Continuing container losses at sea may result in a reduction in loading limits
Since November 2020 there have been three incidents where a significant number of containers have been lost from large container ships caught at sea in heavy weather.
Most significant was the loss of 1816 containers from One Apus on 30 November. Most recently the 13,092 teu Maersk Essen, en route from China to Los Angeles, lost approximately 750 containers on Saturday during heavy seas, confirmed the carrier.
These losses continue to happen and minor losses which are continuing are now not being reported.
Very large container ships seem more vulnerable to the sea state than smaller vessels.
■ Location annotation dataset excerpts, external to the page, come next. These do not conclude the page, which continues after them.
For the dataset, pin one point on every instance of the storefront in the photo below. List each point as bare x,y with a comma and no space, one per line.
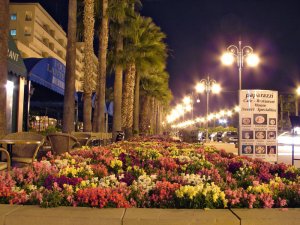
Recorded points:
46,84
15,88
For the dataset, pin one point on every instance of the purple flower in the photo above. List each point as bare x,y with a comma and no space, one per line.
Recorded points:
48,183
234,166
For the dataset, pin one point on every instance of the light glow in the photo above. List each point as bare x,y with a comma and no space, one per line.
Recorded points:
216,88
9,86
252,60
200,87
298,91
227,58
187,100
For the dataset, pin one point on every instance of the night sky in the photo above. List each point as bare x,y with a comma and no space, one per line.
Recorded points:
198,31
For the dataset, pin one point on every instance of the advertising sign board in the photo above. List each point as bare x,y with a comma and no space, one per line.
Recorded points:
258,124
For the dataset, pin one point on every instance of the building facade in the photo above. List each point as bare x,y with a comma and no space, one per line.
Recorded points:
38,35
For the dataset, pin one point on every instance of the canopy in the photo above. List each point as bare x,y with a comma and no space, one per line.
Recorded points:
48,72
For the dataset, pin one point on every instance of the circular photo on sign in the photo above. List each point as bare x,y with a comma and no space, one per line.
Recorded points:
247,134
271,134
247,149
260,149
246,121
260,134
260,119
272,121
271,150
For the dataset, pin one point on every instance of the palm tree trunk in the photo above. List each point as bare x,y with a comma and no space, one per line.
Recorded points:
152,118
103,45
118,83
127,101
145,114
87,111
69,98
88,21
136,105
4,26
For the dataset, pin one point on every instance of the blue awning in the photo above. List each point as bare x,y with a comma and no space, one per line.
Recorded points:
48,72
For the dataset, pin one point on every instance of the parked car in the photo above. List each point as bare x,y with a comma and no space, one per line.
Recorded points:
230,137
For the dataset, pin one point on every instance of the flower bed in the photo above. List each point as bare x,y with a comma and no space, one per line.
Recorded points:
152,173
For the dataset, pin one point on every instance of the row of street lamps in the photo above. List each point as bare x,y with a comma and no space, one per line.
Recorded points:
235,53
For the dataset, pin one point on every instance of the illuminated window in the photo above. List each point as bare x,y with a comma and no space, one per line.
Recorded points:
13,16
27,31
28,16
13,32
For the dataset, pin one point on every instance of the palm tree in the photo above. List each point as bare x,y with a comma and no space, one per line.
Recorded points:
151,56
101,84
69,98
118,11
4,26
144,50
88,21
154,91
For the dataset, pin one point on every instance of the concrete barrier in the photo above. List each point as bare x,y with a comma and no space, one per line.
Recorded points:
34,215
135,216
268,216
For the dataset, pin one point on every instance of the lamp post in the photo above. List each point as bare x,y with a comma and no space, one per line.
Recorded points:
207,85
188,102
240,53
296,102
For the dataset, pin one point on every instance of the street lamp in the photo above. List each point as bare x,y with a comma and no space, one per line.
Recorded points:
188,102
297,96
207,85
240,53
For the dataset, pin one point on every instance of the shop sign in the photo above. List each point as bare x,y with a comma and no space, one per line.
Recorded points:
258,122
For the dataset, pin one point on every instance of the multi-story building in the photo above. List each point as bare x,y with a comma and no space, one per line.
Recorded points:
38,35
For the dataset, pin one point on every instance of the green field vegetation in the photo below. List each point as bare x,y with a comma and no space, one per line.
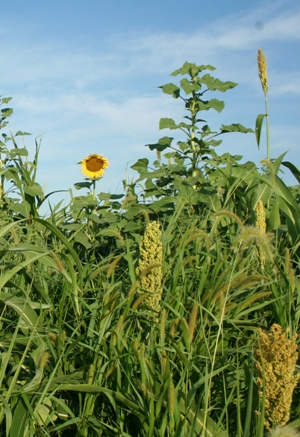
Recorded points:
169,310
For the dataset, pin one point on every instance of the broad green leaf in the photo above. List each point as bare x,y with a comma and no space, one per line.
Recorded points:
163,143
216,104
108,196
188,68
171,89
141,165
18,152
34,190
21,208
189,87
6,112
80,185
216,84
167,123
235,127
295,171
20,133
5,99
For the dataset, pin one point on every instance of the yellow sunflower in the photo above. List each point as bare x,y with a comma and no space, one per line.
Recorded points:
93,166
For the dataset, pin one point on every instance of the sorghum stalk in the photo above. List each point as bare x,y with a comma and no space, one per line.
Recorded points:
150,265
276,359
262,72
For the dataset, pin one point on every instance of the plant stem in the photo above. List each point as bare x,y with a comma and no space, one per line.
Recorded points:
267,127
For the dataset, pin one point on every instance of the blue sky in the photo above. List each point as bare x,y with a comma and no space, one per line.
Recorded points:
85,75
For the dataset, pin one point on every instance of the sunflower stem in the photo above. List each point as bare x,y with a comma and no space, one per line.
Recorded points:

Container ships are rolling 30 – 40 degrees imposing significant pitching and rolling loads which exert powerful forces that are breaking snap lashing and the locks on high container stacks causing their loss overboard or collapse of whole stacks of containers.
There is an increasing call to reduce cargo volumes on very large container ships until their stowage and securing can be improved.
There is a myth that containers which fall overboard sink to the sea bed. Well recently up to 100 containers were found drifting northeast of Honolulu in a partly submerged state. They present a serious hazard to shipping as well as being an environmental hazard.
At present, it seems the sea is being treated as a dustbin to over-ambitious design that may hopefully result in reduced loadings until a better solution is found to keep container onboard these vessels.